Yellen has previously endorsed applying higher capital requirements on the largest banks to stem potential risks, while also suggesting that the scope of regulatory tools available aren't sufficient to deal with concerns.
Top Fed officials have been making the case since 2012 to reform short-term wholesale funding markets to eradicate a key vulnerability in the financial system that allowed runs to occur during the 2008 financial crisis.
But no specific time frame has been offered by regulators, except to say an initial proposal would be coming out "soon."
Short-term wholesale funding markets provide financial intermediaries with funds that supplement retail deposits and long-term debt issuance. Such funds include large time deposits, certificates of deposit, repurchase agreements, and commercial paper.
The Dodd-Frank Act did not specifically address continued risks related to the so-called shadow banking system, which has typically fallen outside of the bounds of regulation.

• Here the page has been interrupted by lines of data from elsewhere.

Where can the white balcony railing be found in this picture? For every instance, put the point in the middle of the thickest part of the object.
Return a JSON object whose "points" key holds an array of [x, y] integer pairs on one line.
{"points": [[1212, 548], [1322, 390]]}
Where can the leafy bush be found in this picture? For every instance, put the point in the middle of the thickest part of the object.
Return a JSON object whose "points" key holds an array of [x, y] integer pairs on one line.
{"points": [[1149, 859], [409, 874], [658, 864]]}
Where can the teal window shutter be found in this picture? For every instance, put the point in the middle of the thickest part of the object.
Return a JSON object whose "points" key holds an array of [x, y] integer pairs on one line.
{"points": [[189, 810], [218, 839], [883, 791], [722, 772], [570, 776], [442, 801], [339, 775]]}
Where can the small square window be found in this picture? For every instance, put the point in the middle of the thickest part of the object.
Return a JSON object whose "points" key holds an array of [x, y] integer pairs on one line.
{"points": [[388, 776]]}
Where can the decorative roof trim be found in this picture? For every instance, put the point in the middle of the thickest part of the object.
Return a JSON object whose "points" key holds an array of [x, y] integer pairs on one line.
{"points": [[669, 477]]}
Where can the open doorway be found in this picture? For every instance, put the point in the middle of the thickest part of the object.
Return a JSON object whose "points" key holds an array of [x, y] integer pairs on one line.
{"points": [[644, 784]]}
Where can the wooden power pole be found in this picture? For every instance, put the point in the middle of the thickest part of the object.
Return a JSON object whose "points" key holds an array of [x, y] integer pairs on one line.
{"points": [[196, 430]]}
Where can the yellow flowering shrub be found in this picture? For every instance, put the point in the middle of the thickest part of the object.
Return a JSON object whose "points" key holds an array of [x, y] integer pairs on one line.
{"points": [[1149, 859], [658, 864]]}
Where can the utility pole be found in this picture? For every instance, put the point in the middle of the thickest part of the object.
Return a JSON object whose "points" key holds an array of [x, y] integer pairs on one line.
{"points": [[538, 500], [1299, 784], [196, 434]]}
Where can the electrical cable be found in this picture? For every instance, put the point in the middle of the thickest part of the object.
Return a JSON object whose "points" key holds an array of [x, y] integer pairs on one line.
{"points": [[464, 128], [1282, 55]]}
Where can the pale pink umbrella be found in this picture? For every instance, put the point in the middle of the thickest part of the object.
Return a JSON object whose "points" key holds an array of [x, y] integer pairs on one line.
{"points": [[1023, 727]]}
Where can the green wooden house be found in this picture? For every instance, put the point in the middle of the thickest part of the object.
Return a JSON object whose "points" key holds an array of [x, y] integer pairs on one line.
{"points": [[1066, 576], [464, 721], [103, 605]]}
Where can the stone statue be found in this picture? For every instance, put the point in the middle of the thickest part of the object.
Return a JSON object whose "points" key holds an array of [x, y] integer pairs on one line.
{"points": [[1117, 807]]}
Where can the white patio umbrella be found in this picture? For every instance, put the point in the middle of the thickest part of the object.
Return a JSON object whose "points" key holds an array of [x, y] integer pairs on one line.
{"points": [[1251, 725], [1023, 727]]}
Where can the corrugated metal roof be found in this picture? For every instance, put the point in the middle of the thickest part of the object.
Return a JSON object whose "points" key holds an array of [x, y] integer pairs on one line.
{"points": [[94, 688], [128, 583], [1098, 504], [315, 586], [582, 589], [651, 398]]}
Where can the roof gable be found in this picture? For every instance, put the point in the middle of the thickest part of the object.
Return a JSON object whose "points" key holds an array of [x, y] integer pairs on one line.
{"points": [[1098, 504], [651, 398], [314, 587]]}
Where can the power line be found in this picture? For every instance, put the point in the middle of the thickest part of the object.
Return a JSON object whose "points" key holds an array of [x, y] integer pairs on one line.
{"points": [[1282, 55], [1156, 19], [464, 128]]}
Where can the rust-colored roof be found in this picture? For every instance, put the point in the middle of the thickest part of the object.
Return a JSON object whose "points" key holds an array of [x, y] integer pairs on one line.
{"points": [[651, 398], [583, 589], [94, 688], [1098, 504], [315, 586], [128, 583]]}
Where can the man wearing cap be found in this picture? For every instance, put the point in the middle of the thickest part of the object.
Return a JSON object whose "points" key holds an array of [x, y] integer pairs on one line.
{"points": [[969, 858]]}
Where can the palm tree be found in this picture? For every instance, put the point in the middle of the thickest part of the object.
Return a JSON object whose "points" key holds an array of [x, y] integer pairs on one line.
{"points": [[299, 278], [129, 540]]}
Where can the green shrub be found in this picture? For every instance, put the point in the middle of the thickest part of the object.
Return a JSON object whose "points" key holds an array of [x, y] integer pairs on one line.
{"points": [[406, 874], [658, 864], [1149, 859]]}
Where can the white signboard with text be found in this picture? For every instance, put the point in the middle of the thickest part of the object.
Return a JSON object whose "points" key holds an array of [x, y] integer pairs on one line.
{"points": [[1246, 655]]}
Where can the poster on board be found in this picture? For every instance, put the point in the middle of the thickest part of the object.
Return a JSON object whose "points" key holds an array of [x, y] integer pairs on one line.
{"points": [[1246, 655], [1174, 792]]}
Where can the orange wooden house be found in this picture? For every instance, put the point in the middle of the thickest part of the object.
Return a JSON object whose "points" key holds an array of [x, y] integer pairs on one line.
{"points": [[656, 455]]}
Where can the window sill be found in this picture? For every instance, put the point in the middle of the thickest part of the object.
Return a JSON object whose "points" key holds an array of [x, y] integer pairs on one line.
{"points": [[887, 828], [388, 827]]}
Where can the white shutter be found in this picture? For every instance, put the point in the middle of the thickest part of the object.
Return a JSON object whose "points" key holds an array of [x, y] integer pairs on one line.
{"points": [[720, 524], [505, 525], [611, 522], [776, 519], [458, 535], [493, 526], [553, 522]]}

But regulators have been pushing aggressively to address supervisory gaps when it comes to tri-party repo markets and short-term wholesale funding to prevent potential fire sales from ever crippling the financial system again.
Both the Financial Stability Oversight Council, headed by Treasury Secretary Jack Lew, and the Office of Financial Research have made the issue a top priority of the 2014 reform agenda.

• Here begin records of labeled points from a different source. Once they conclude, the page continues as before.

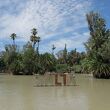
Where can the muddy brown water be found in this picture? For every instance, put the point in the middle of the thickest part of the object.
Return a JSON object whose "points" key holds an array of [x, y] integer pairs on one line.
{"points": [[20, 93]]}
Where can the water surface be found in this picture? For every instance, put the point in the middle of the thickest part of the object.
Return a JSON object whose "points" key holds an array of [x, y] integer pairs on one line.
{"points": [[20, 93]]}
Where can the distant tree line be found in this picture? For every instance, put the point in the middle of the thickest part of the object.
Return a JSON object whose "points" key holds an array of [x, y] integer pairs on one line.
{"points": [[28, 61]]}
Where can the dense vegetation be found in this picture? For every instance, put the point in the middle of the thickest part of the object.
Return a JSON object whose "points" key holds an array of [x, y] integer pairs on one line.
{"points": [[29, 61], [98, 47]]}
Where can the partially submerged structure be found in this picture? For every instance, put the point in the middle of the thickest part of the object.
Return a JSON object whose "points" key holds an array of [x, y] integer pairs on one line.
{"points": [[55, 79]]}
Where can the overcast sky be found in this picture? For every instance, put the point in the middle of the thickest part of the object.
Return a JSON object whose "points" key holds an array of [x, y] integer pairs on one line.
{"points": [[58, 21]]}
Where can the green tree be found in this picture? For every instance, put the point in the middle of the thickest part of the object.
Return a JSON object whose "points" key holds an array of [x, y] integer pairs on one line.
{"points": [[35, 38], [98, 46], [13, 37]]}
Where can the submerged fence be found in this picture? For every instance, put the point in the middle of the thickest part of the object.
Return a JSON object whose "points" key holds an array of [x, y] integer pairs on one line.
{"points": [[54, 79]]}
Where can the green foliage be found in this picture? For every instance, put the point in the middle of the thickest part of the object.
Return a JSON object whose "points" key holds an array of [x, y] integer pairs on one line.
{"points": [[2, 64], [98, 46], [62, 68]]}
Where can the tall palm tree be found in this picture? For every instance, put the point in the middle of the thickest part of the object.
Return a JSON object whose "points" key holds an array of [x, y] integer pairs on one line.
{"points": [[53, 48], [13, 37], [38, 40], [35, 38]]}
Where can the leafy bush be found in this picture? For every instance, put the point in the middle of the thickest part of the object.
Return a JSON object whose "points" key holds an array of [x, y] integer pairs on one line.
{"points": [[61, 68]]}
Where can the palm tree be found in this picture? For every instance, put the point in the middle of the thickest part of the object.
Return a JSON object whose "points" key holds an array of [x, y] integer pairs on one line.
{"points": [[53, 48], [13, 37], [34, 38], [38, 40]]}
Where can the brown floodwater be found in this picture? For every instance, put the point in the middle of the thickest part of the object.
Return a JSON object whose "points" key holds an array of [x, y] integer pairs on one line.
{"points": [[20, 93]]}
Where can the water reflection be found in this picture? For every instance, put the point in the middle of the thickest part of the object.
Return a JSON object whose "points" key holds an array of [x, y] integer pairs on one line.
{"points": [[19, 93]]}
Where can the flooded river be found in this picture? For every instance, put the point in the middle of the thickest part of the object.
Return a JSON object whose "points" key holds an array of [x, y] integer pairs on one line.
{"points": [[20, 93]]}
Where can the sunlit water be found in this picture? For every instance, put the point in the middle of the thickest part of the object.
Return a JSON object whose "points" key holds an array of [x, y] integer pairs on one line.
{"points": [[20, 93]]}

The FSOC is planning to hold a closed session meeting on June 24 on the short-term wholesale funding market, according to a meeting notice.
The Fed has already spent considerable time weighing additional measures they could roll out to address risks tied to the short-term wholesale funding markets.

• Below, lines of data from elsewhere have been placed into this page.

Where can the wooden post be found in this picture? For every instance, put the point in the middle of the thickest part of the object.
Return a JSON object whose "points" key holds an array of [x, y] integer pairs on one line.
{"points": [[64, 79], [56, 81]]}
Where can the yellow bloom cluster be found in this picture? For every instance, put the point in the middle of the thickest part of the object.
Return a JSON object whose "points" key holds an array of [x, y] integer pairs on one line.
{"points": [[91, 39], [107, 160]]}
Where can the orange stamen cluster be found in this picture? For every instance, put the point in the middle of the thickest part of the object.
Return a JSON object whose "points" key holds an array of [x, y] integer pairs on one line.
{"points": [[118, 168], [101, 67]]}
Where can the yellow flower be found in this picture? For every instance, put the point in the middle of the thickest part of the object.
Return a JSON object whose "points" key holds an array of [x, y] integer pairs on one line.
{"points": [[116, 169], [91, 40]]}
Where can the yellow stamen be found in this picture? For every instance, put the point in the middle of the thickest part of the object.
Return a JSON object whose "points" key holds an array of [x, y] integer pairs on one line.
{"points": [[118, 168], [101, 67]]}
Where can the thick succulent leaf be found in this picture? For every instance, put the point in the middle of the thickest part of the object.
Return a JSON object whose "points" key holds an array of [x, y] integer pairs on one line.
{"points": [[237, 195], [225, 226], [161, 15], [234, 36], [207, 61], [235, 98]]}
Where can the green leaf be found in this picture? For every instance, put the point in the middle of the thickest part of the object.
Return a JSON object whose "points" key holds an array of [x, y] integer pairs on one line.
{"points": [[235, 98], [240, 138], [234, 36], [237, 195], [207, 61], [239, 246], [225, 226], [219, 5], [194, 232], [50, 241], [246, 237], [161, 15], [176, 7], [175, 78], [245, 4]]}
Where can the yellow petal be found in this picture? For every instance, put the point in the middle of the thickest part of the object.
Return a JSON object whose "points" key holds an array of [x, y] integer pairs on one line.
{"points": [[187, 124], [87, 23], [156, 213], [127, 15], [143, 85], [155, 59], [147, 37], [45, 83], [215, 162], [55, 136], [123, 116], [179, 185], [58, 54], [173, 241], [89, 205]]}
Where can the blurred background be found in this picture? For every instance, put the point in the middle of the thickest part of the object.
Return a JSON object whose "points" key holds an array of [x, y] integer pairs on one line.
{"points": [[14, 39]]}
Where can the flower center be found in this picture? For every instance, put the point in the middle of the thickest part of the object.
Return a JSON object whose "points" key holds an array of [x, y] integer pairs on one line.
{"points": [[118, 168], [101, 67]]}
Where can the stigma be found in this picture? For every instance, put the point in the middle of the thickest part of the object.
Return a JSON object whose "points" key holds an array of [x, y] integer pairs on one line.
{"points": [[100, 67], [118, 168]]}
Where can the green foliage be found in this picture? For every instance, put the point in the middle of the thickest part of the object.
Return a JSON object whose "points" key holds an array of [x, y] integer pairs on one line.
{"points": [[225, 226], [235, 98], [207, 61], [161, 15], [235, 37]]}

In April, Yellen said Fed staff are "actively considering" additional measures that could be used to fix the problem.
"Some of these measures such as requiring firms to hold larger amounts of capital, stable funding, or highly liquid assets based on use of short-term wholesale funding would likely apply only to the largest, most complex banking organizations," Yellen said.
Additionally, to capture risk elsewhere, other measures, like minimum margin requirements for repurchase agreements and other securities financing transactions, could apply broadly on a marketwide basis.
Yellen has said the Fed is "carefully thinking through questions about the tradeoffs associated with tighter liquidity regulation."
The central bank's liquidity injection has often been an overlooked intervention by policymakers, and thus far, an unresolved aspect of the reform effort.
Former Fed Chairman Ben Bernanke has previously said such liquidity injections were "at least as important, if not more important," actions regulators took to stabilize the financial system a sentiment that Yellen has echoed.
"Together, these runs were the primary engine of a financial crisis from which the United States and the global economy have yet to fully recover," she said.
Tarullo has gone so far as to say it would be premature to call victory on the financial reform effort if regulators failed to address risks to short-term wholesale funding.
"This is the major problem that remains, and I would suggest that additional reform measures be evaluated by reference to how effective they could be in solving it," he said in a speech in May.